JULIAN BARNES : Une fille, qui danse

Le Man Booker Prize en 2011

Traduit par Jean Pierre Aoustin

"Vous pourriez dire  : "Mais n'étaient-ce pas les fameuses Année soixante ?" Oui, mais seulement dans  certaines parties du pays. "
Le roman s'ouvre sur les années soixante, Julian Barnes nous présente une bande de jeunes adolescents : Tony, Adrian, Colin et Alex. Dans la première partie,  Tony évoque son adolescence. Il a autrefois beaucoup fréquenté Véronica, mais ils se sont éloignés l’un de l’autre. Apprenant un peu plus tard qu’elle sortait avec Adrian. "Margaret avait coutume de dire qu'il y deux sortes de femmes : celles qui sont "transparentes", et celles qui évoquent un certain mystère." Dans la deuxième partie, nous retrouvons Tony. Il a la soixantaine, il fait le point sur sa jeunesse. Un roman sur le temps qui passe. "A vingt ans, on peut se rappeler sa courte vie dans sa totalité. Plus tard, la mémoire devient quelque chose de bien plus décousu."
Est ce que j'ai apprécié ce roman ? Je ne serais le dire ! L'écriture de Julians Barnes est magnifique de profondeur.

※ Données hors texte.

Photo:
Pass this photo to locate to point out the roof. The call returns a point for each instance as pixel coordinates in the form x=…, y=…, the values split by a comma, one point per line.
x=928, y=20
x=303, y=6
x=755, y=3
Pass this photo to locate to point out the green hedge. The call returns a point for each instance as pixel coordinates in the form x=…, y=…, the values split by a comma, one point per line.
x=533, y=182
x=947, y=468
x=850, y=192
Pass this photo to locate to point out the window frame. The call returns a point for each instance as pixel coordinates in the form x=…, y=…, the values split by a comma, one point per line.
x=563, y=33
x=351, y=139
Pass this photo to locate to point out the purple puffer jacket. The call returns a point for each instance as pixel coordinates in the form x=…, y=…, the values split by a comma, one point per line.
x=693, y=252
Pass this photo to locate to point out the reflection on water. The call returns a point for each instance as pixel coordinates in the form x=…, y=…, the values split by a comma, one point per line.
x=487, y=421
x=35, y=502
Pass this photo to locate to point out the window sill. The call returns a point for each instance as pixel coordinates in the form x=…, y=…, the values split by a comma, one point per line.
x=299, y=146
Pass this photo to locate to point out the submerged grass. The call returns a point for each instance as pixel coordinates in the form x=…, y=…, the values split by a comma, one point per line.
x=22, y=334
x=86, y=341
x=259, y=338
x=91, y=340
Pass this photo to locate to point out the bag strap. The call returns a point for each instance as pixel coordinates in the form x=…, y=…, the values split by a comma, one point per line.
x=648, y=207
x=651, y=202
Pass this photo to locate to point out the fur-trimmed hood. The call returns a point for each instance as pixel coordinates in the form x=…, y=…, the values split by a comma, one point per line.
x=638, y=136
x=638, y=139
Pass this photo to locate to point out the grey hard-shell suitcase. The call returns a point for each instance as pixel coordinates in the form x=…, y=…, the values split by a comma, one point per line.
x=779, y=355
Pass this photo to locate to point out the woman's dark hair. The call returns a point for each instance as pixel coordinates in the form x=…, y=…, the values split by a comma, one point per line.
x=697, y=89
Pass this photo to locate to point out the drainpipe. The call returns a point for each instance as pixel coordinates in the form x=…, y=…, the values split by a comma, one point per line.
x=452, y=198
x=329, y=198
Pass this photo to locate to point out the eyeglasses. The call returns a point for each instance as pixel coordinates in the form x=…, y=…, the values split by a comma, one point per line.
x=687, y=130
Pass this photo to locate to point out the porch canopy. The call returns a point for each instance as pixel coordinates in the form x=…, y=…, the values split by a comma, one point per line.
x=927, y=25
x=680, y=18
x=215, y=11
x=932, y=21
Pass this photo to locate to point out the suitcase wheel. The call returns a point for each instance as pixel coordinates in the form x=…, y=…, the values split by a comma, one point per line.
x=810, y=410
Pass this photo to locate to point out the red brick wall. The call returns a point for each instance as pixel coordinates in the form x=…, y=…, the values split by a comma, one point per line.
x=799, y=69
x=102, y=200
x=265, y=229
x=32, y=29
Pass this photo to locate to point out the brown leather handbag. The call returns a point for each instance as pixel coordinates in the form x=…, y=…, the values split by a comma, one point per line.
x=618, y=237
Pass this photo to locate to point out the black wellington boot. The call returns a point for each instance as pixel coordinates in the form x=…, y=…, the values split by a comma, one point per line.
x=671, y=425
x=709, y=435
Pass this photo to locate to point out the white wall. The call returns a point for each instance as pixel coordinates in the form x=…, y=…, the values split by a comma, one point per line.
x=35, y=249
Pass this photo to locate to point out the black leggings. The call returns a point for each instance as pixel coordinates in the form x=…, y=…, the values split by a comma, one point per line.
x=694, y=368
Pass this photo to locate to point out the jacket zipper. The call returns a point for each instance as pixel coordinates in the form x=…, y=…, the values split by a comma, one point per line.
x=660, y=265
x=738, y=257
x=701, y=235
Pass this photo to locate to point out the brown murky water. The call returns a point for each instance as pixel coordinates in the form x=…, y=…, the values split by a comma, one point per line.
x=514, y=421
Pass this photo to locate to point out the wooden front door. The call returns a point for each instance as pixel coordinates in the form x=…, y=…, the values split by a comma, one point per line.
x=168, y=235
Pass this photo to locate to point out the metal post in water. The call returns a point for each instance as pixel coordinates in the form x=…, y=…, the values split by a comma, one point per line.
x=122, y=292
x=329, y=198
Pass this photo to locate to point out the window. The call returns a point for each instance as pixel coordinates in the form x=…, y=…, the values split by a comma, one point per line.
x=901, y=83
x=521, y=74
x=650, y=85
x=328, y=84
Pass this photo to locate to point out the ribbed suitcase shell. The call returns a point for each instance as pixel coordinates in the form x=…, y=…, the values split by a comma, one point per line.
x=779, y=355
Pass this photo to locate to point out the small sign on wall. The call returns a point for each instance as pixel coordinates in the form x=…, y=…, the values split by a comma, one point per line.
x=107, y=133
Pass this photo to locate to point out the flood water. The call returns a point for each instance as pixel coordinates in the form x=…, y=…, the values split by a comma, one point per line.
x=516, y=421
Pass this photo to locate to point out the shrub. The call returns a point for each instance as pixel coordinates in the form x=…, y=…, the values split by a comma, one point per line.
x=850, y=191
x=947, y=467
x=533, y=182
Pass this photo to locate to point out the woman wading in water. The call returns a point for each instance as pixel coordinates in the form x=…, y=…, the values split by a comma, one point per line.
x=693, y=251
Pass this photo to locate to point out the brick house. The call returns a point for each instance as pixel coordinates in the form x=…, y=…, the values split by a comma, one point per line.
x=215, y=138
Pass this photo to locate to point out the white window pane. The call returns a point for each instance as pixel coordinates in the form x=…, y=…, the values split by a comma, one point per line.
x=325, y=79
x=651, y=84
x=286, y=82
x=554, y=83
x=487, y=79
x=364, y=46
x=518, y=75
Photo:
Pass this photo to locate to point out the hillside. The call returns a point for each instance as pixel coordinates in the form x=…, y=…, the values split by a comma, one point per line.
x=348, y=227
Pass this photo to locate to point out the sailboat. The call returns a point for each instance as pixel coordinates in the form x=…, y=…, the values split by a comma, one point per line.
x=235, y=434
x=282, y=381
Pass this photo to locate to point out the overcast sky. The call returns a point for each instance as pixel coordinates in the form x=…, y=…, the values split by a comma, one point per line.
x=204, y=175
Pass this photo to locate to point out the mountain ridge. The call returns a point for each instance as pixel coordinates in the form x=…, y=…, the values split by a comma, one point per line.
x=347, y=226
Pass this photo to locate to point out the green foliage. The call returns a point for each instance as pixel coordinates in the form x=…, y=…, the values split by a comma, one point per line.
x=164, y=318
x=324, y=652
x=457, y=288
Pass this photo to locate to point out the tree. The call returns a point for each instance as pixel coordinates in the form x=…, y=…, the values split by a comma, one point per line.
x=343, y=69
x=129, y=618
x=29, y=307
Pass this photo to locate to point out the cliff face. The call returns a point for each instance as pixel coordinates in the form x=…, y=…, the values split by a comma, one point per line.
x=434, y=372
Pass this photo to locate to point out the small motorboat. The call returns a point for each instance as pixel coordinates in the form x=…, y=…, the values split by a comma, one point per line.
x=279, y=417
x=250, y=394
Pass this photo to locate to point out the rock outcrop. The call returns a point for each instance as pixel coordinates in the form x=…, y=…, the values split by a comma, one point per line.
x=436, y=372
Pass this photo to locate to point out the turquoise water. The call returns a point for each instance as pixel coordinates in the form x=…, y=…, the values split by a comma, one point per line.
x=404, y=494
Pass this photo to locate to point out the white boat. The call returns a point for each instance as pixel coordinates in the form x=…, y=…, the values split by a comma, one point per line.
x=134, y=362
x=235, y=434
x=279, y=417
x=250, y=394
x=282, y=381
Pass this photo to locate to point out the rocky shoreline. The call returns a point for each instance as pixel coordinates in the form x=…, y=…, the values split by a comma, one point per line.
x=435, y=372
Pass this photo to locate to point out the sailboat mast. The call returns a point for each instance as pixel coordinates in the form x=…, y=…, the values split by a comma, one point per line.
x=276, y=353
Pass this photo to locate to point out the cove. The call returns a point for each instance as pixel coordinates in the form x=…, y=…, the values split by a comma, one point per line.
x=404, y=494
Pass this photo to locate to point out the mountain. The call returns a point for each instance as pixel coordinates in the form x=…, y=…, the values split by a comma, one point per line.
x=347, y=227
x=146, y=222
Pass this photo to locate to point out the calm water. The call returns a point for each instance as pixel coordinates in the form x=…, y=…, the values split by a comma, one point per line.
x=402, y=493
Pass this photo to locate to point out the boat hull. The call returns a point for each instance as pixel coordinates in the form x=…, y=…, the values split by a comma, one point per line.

Il est certain voir normal qu'à un moment de notre vie nous faisons le point sur notre passé. J'ai trouvé que ce roman est un formidable exercice de style, brillant. L'histoire de Tony et Véronica, je l'ai trouvé confuse et elle ne m'a pas séduite plus que cela, je l'ai même trouvé assez ennuyeuse. Puis, Tony passe son temps à s'apitoyer sur son sort et sur sa jeunesse. Donc, j'ai été déçu de ma lecture, voir doublement car j'aime beaucoup Julian Barnes.


1 commentaire:

Valérie a dit…

Pour moi, ce roman est une merveille de non-dit avec un narrateur en qui on ne peut avoir confiance et Julian Barnes joue avec nous et avec lui comme rarement un auteur ne l'a fait je trouve.